Sabtu, 19 Desember 2015

Laporan Dan Kronologis Pilkada Nabire Versi Masyarakat Adat


PENDAHULUAN
Dasar hukum; Mengacu pada PKPU No 5 Tahun 2015 bagian kedua pasal 17 tentang hak dan kewajiban  masyarakat dalam keterlibatan memantau PILKADA yang mana pasal tersebut menyebutkan; Dalam penyelenggaraan pemilu,masyarakat berhak :

 (a) Memperoleh informasi publik terkait dengan pemilihan sesuai peraturan perundang-undangan, (b) Menyampaikan dan menyebarluasakan informasi publik terkait dengan pemilihan (c) Berpendapat atau menyampaikan pikiran.

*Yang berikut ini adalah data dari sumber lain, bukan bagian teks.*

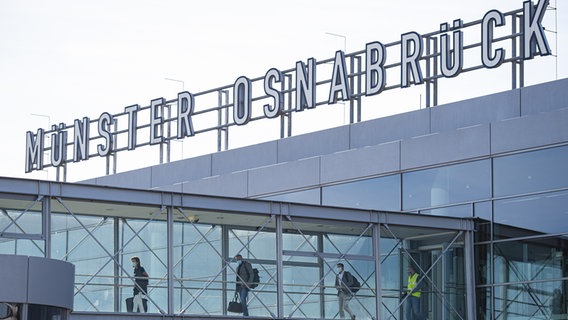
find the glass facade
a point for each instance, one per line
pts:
(520, 201)
(518, 254)
(188, 253)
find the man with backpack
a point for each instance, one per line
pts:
(343, 283)
(245, 276)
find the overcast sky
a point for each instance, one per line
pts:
(65, 60)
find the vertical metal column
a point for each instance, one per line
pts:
(355, 82)
(279, 266)
(428, 73)
(222, 128)
(46, 225)
(117, 298)
(170, 259)
(377, 255)
(287, 112)
(167, 135)
(470, 273)
(224, 253)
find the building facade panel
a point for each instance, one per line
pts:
(259, 155)
(544, 97)
(180, 171)
(482, 110)
(313, 144)
(285, 176)
(51, 282)
(361, 162)
(443, 147)
(15, 277)
(392, 128)
(230, 185)
(529, 132)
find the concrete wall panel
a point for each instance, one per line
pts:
(180, 171)
(313, 144)
(227, 185)
(51, 282)
(14, 278)
(445, 147)
(529, 132)
(476, 111)
(360, 162)
(544, 97)
(259, 155)
(285, 176)
(392, 128)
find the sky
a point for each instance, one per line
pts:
(62, 60)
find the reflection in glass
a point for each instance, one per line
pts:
(21, 217)
(532, 209)
(534, 300)
(529, 260)
(531, 171)
(446, 185)
(193, 242)
(94, 271)
(461, 211)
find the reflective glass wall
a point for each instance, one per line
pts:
(521, 202)
(189, 252)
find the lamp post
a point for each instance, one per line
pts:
(344, 49)
(176, 80)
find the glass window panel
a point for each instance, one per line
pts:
(528, 212)
(530, 259)
(21, 216)
(193, 273)
(363, 303)
(301, 292)
(483, 266)
(85, 248)
(530, 171)
(348, 244)
(148, 241)
(379, 193)
(252, 244)
(531, 300)
(302, 243)
(446, 185)
(311, 196)
(461, 211)
(483, 304)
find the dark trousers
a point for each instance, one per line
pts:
(243, 293)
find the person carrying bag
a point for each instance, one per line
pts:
(235, 305)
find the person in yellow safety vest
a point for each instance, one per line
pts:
(413, 296)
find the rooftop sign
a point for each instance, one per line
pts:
(279, 93)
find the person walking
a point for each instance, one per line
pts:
(413, 296)
(245, 276)
(140, 285)
(343, 283)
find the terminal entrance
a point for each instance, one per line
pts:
(438, 259)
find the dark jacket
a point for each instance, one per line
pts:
(141, 278)
(244, 273)
(346, 282)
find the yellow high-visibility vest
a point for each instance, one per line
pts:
(412, 279)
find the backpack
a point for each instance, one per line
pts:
(255, 278)
(355, 285)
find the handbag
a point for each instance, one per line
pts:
(235, 305)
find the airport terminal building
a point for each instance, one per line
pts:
(473, 194)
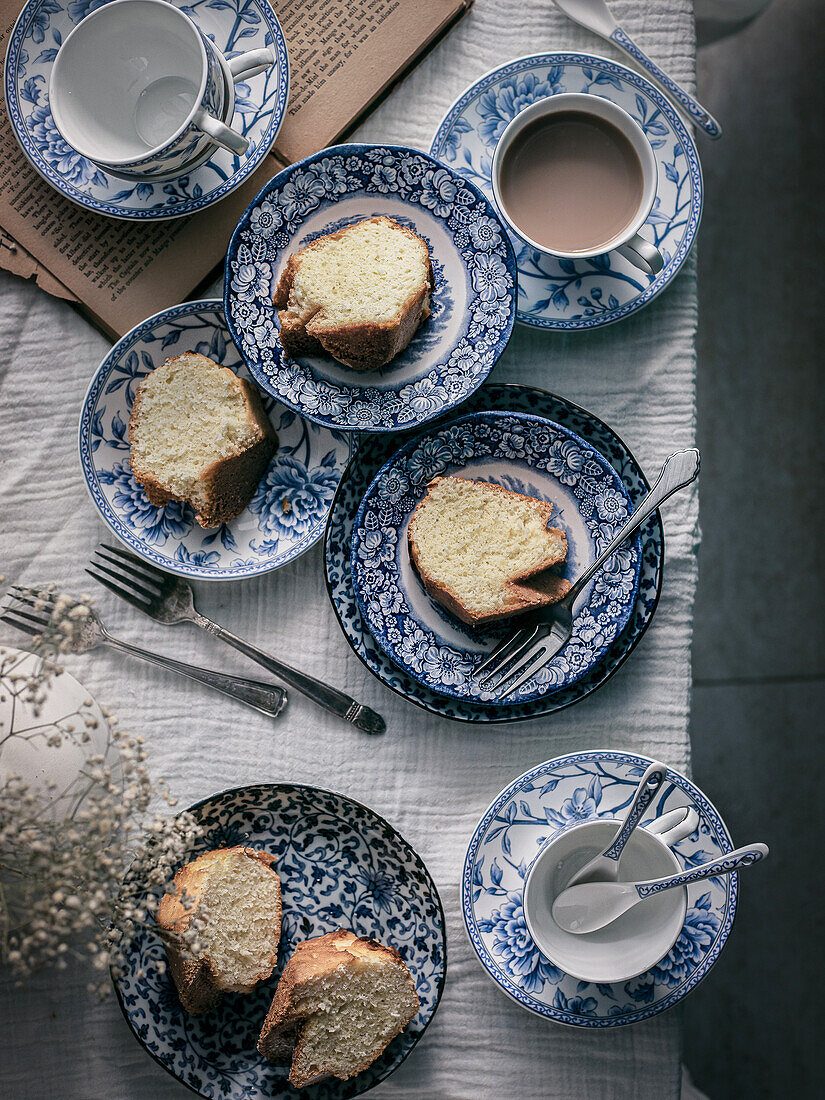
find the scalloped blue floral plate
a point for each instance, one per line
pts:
(340, 866)
(234, 25)
(375, 450)
(473, 304)
(525, 453)
(583, 294)
(538, 804)
(288, 512)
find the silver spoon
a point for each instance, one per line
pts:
(595, 15)
(604, 867)
(594, 904)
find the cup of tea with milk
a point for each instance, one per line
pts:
(574, 176)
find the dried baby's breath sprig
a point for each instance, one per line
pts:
(64, 851)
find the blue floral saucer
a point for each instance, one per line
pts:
(340, 866)
(563, 792)
(373, 454)
(584, 294)
(524, 453)
(473, 305)
(286, 515)
(234, 25)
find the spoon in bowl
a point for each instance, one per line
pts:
(593, 905)
(604, 867)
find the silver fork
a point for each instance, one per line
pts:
(529, 649)
(35, 615)
(169, 600)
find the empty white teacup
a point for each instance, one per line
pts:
(574, 176)
(141, 91)
(634, 943)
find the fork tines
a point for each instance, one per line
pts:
(138, 582)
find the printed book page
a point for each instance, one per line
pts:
(344, 54)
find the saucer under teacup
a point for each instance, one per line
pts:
(525, 453)
(340, 865)
(259, 112)
(372, 454)
(473, 303)
(562, 792)
(288, 512)
(581, 294)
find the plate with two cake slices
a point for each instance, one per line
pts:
(340, 866)
(418, 607)
(374, 452)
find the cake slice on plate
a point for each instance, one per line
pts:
(484, 552)
(340, 1000)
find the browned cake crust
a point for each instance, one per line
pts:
(362, 347)
(229, 483)
(528, 592)
(194, 977)
(281, 1035)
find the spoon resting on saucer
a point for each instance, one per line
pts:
(604, 867)
(592, 905)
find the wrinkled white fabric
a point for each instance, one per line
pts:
(430, 778)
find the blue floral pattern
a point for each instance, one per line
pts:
(514, 450)
(374, 452)
(473, 301)
(288, 510)
(233, 25)
(584, 294)
(552, 796)
(341, 866)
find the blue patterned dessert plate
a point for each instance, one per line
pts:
(525, 453)
(234, 26)
(550, 798)
(582, 294)
(376, 450)
(473, 305)
(288, 510)
(340, 866)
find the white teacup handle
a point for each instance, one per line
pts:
(221, 134)
(641, 254)
(252, 64)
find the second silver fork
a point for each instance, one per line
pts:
(169, 600)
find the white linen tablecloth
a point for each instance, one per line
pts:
(430, 778)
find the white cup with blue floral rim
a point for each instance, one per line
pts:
(606, 116)
(141, 91)
(638, 939)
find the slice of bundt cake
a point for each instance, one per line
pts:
(233, 894)
(340, 1001)
(199, 433)
(358, 295)
(482, 551)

Mengacu pada dasar hukum tersebut maka kami kami suku Besar Yerisiam Gua dan Suku Hegure Yaur sebagai masyarakat pribumi di kabupaten nabire melihat penyelenggaraan PILKADA tanggal 9 Desember 2015 di Kabupaten Nabire penuh dengan praktek-praktek kepentingan. Dimana penyelenggara PILKADA dan juga ada indikasi aparat keamanan yang seharusnya netral dalam pelaksanaan pemilu terkesan turut terlibat mengamankan kandidat tertentu sehingga pelaksanaan PILKADA di Nabire cacat hukum, dan moral. Dilain hal secara terang-terangan penyelenggara dalam hal ini PANWAS telah mengetahui hal dimaksud namun tidak mengambil langkah-langkah sesuai tugas fungsinya, sehingga kondisi tersebut jika dibiarkan maka Nabire akan terjadi konflik berkepanjangan antara suku pribumi dan suku-suku non pribumi.

Seperti disebutkan diatas kami melaporkan kronologis penemuan pelanggaran pilkada di kabupaten nabire versi suku Yerisiam Gua dan Hegure Yaur diantaranya:

KRONOLOGIS PENEMUAN
H Min (-4)  sebelum pelaksanaan.
Pembentukan dan Pelantikan anggota PPS oleh KPU  sangat menyalahi PKPU No 3 Tahun 2015 Pasal 36 ayat 2 “Anggota PPS sebagaimana dimaksud pada ayat (1) dibentuk oleh KPU/KIP Kabupaten/Kota paling lambat 7 Bulan sebelum pemungutan suara dan di bubarkan 2 (dua) Bulan sesudah pemungutan suara”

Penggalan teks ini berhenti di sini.